Thursday, September 20, 2007

Being Touristy

This week has been largely uneventful, comprised mostly of dodging large downpours of rain resulting from a nearby typhoon, making various afternoon excursions to grocery stores and to find new cafes, poring over maps and entertainment guides, and making various culinary discoveries. It’s been great, largely because I’m making a point of staying away from campus in the afternoons when I’m not in class.

This afternoon I didn’t have anything to do after 2:00, and since I don’t have much to prepare for tomorrow, either, I decided to go to the South end of town and see some of the historic sights of West Lake. Most of the interesting places are on an island in the middle of the lake, but there’s a pagoda and some pretty park areas along the Southern perimeter which I hadn’t yet been to. I got Jingbo to go with me, since he didn’t have class either. The two of us took the bus past the swankier West Lake area with all of the Western style restaurants and got off at a park full of sculptures, willow trees, touring rowboats and, apparently, a miniature version of Seaworld. We walked the stone pathways around the perimeter of the lake to the Pagoda, took the escalator up the hill (yep, that’s right) and spent a good bit of time taking in the scenery from the top.

The Pagoda, it seems, is a relatively recent reconstruction, but it’s quite pretty and offers a good vantage of West Lake and downtown Hangzhou. You can walk around and see the islands, the site of some old imperial buildings, the tree-lined parks encircling the Eastern side of the lake, the towering office buildings behind them, and the essentially untouched mountains immediately to the South. It’s strange, you can literally walk five or ten minutes from the largest tourist center probably in the province, and find yourself in a Zen temple at the feet of several entirely undeveloped mountains. The city basically stops just South of the lake. I’m sure it’s the sudden spike in elevation that’s slowed sprawl in these areas, but I’m curious what it’ll look like in ten years.

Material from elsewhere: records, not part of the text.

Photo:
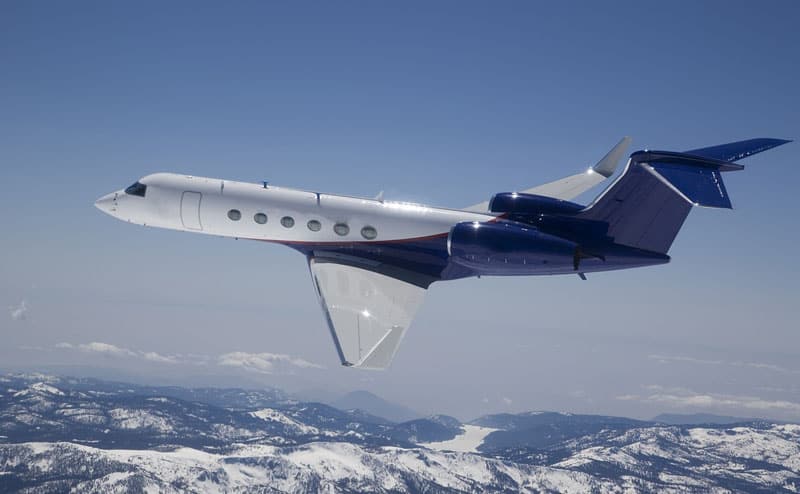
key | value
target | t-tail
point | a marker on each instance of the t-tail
(647, 205)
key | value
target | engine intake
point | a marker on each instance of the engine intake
(503, 246)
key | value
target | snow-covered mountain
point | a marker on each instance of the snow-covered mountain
(62, 434)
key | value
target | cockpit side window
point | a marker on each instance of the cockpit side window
(137, 189)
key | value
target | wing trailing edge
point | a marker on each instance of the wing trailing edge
(367, 312)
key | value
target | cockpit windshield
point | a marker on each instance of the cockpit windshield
(137, 189)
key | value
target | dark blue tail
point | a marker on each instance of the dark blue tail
(647, 205)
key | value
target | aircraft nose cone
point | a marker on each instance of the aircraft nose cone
(107, 203)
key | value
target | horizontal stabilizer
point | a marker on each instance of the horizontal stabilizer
(571, 187)
(734, 151)
(697, 180)
(647, 205)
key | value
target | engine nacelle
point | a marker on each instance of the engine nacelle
(531, 204)
(502, 247)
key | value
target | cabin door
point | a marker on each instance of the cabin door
(190, 210)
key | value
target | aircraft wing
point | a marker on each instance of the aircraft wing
(571, 187)
(367, 312)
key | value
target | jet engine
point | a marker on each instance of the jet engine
(504, 247)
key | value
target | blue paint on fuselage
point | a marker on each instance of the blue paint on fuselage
(425, 260)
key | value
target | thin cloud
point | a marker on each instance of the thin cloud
(665, 359)
(263, 363)
(19, 312)
(101, 348)
(686, 398)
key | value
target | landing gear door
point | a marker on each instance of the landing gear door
(190, 210)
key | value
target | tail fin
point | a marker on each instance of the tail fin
(647, 205)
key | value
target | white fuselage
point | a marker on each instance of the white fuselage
(209, 205)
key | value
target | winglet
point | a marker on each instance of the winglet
(608, 164)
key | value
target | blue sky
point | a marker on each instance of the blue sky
(438, 102)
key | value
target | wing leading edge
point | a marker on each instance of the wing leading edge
(367, 312)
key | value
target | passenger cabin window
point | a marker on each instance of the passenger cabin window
(341, 229)
(137, 189)
(369, 232)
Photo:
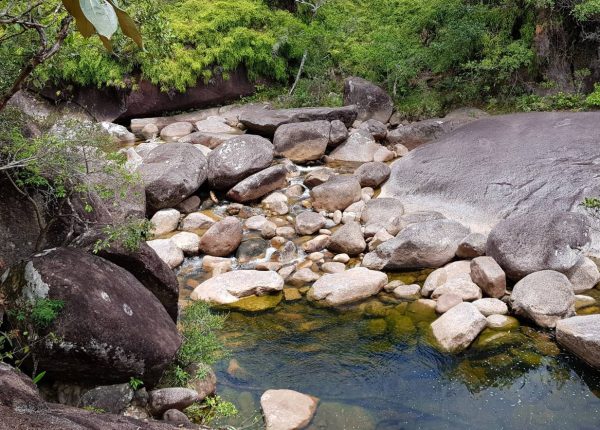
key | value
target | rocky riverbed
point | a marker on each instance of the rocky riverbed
(378, 274)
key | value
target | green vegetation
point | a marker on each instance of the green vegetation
(430, 55)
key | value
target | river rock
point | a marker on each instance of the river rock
(462, 286)
(189, 243)
(338, 133)
(472, 246)
(287, 409)
(382, 212)
(423, 245)
(197, 221)
(580, 335)
(489, 276)
(584, 275)
(165, 221)
(223, 238)
(349, 286)
(447, 301)
(230, 287)
(491, 306)
(318, 176)
(163, 399)
(348, 239)
(371, 101)
(110, 327)
(167, 251)
(456, 329)
(377, 129)
(266, 121)
(259, 184)
(172, 132)
(517, 164)
(110, 398)
(337, 193)
(237, 159)
(309, 222)
(360, 147)
(544, 297)
(372, 174)
(529, 243)
(302, 142)
(171, 173)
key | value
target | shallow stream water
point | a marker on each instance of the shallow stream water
(373, 367)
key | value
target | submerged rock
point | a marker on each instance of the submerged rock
(581, 336)
(232, 286)
(287, 409)
(458, 328)
(349, 286)
(544, 297)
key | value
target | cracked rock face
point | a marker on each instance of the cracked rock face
(110, 328)
(503, 165)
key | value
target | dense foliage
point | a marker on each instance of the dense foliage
(430, 54)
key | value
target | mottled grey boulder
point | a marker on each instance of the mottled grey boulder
(109, 398)
(528, 243)
(259, 185)
(337, 193)
(238, 158)
(171, 173)
(266, 121)
(372, 174)
(581, 336)
(428, 244)
(302, 142)
(110, 328)
(372, 101)
(348, 239)
(360, 147)
(502, 165)
(544, 297)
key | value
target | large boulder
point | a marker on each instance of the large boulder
(458, 327)
(259, 185)
(230, 287)
(22, 408)
(528, 243)
(494, 167)
(348, 287)
(424, 245)
(360, 147)
(238, 158)
(171, 173)
(544, 297)
(143, 263)
(581, 336)
(303, 141)
(266, 121)
(337, 193)
(223, 238)
(287, 409)
(110, 327)
(371, 101)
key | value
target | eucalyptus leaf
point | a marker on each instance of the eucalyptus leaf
(102, 16)
(83, 25)
(127, 25)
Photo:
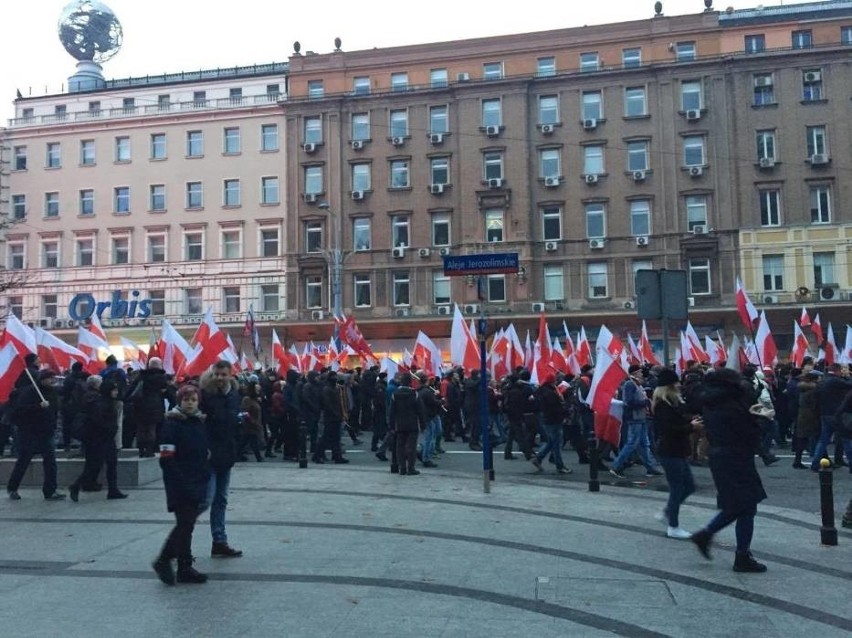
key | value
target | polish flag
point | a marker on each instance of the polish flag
(747, 311)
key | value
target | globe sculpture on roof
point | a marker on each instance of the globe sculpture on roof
(90, 32)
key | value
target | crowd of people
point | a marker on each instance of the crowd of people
(201, 428)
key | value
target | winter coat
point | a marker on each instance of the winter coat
(184, 459)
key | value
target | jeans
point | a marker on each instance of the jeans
(217, 498)
(637, 437)
(681, 485)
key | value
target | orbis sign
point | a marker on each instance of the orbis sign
(84, 305)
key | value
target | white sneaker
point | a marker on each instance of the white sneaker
(678, 533)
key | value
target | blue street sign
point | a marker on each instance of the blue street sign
(489, 264)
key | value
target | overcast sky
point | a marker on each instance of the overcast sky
(163, 36)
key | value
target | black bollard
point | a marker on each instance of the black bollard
(828, 533)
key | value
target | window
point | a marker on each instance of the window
(820, 202)
(812, 85)
(53, 156)
(231, 299)
(824, 269)
(399, 231)
(194, 195)
(493, 165)
(269, 189)
(699, 277)
(313, 180)
(441, 288)
(85, 251)
(269, 243)
(87, 202)
(363, 291)
(313, 237)
(399, 123)
(156, 249)
(439, 170)
(440, 230)
(494, 225)
(548, 109)
(87, 153)
(773, 272)
(122, 149)
(595, 220)
(492, 112)
(592, 105)
(766, 145)
(361, 233)
(269, 137)
(597, 281)
(232, 192)
(551, 223)
(231, 244)
(120, 250)
(637, 156)
(496, 288)
(269, 298)
(684, 51)
(693, 150)
(231, 140)
(696, 211)
(548, 163)
(816, 140)
(121, 199)
(313, 130)
(194, 144)
(438, 119)
(589, 61)
(631, 58)
(193, 246)
(554, 284)
(157, 201)
(546, 67)
(640, 217)
(802, 39)
(360, 126)
(399, 81)
(399, 174)
(770, 207)
(634, 101)
(593, 159)
(755, 43)
(158, 146)
(401, 289)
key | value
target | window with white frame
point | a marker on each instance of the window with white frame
(773, 273)
(598, 284)
(554, 283)
(699, 277)
(401, 289)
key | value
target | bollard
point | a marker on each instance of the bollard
(828, 533)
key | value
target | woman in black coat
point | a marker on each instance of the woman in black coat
(186, 473)
(734, 437)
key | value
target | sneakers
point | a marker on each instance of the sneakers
(678, 533)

After perusing the pagoda and the excavation of the original foundation beneath, we headed back through the walkways to a quite reasonably priced teahouse we’d seen coming in. I’m pretty sure in the West such prime real estate would have already been bought up and replaced with an upscale alternative, but that particular sort of development seems to be confined to the lakeside “Tiandi” district farther North. We sat outside and slowly sipped our tea (which came with a really large pitcher of hot water for refilling), and did a bit of studying. Jingbo was hungry so we ordered some snacks. I let him choose and we ended up with a plate of individually wrapped Necco wafers that turned out to be hawthorn flavored (thank you, beloved dictionary, answerer of inane but pressing questions). Luckily, I learned the word for peanuts yesterday at the grocery store, so I quickly added a plate to our order. It was quite nice, whiling away the afternoon by the lake, listening to outdated pop music, browsing our dictionaries for particularly interesting words, cracking peanuts and throwing in the occasional bit of study.